Tutto cancellato, in orario utile per prendere la coincidenza a Milano, fino a metà pomeriggio sia da Piadena sia da Cremona. Unica chance a Parma, dove però non c’è verso di giungere in tempo per il prolungamento obbligato della strada.

PIADENA – La fortuna di non essere pendolari: alle volte viene proprio da ragionare così. Non che sia corretto nè particolarmente solidale e umano, ma la situazione vissuta mercoledì mattina da chi per lavoro o per studio è costretto (perché questo è il verbo da utilizzare in questi casi) a prendere il treno fa propendere per questo pensiero.

Lo sciopero di Trenord ha portato a una raffica di cancellazioni. Certo sono stati garantiti, regolarmente in ritardo, i convogli negli orari sensibili, quelli di prima mattina, ma da lì in poi è stata una strage. La nostra esperienza diretta è quella, per così dire, di turisti: ma non si creda che il giramento di scatole sia inferiore. Certo, si dirà, non è più una questione di “sopravvivenza” come per chi deve andare a lavorare in treno, ma l’Italia – non dimentichiamolo – dovrebbe essere un Paese a forte trazione turistica e il disagio rimane ben evidente, al di là della frequenza con la quale ciascuno deve prendere il treno.

Mercoledì mattina, per restare al nostro esempio, dovevamo salire a Piadena per arrivare a Milano. E da lì poi cambiare col treno diretto per Zurigo, quello sì, non essendo di Trenord, quantomeno garantito e in orario. Se non che il treno che doveva partire da Piadena alle 11.10 è stato cancellato e, con esso, pure tutti gli altri fino a metà pomeriggio. Controlliamo dunque sul sito di Trenord se siano possibili altre strade e altre vie: la fortuna di chi vive nel Casalasco è di essere dentro una terra di confine che, in queste occasioni, può risultare molto utile per cercare alternative.

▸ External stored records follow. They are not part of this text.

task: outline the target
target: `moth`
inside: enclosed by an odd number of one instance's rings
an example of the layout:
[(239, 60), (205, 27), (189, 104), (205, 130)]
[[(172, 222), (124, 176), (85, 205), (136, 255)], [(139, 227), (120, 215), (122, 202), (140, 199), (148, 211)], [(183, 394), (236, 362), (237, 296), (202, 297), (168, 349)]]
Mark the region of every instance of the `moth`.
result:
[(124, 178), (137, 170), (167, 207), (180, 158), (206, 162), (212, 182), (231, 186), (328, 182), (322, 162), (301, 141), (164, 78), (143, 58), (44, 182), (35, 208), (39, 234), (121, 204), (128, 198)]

Macché, tutto cancellato, in orario utile per prendere la coincidenza a Milano, fino a metà pomeriggio sia da Piadena, quindi da Casalmaggiore, sia da Cremona. Unica chance a Parma, dove però, a causa del ponte sul Po chiuso, non c’è verso di giungere in tempo per il prolungamento obbligato della strada. Resta solo una cosa da fare, per prendere quel treno per Zurigo: andare direttamente a Milano. L’esigenza di un passaggio, dato che l’auto non torna a casa da sola, tre ore di strada tra andata e ritorno, lo stress del traffico cittadino per giungere in piazzale Duca d’Aosta, indirizzo della Stazione Centrale meneghina, più la spesa in benzina che, volendo, potete calcolare.

E d’accordo lo sciopero, d’accordo che eravamo solo turisti e dunque non era una questione di vita o di morte, per così dire: ma il “buco” di mancato servizio prolungato su metà giornata è davvero un eccesso e, in ogni caso, al di là della motivazione per cui si viaggia, un paese civile dovrebbe garantire questa possibilità fornendo qualche alternativa in più. Da domani niente più sciopero e treni regolari, si fa per dire: scommettiamo che la situazione sarà solo di poco migliore?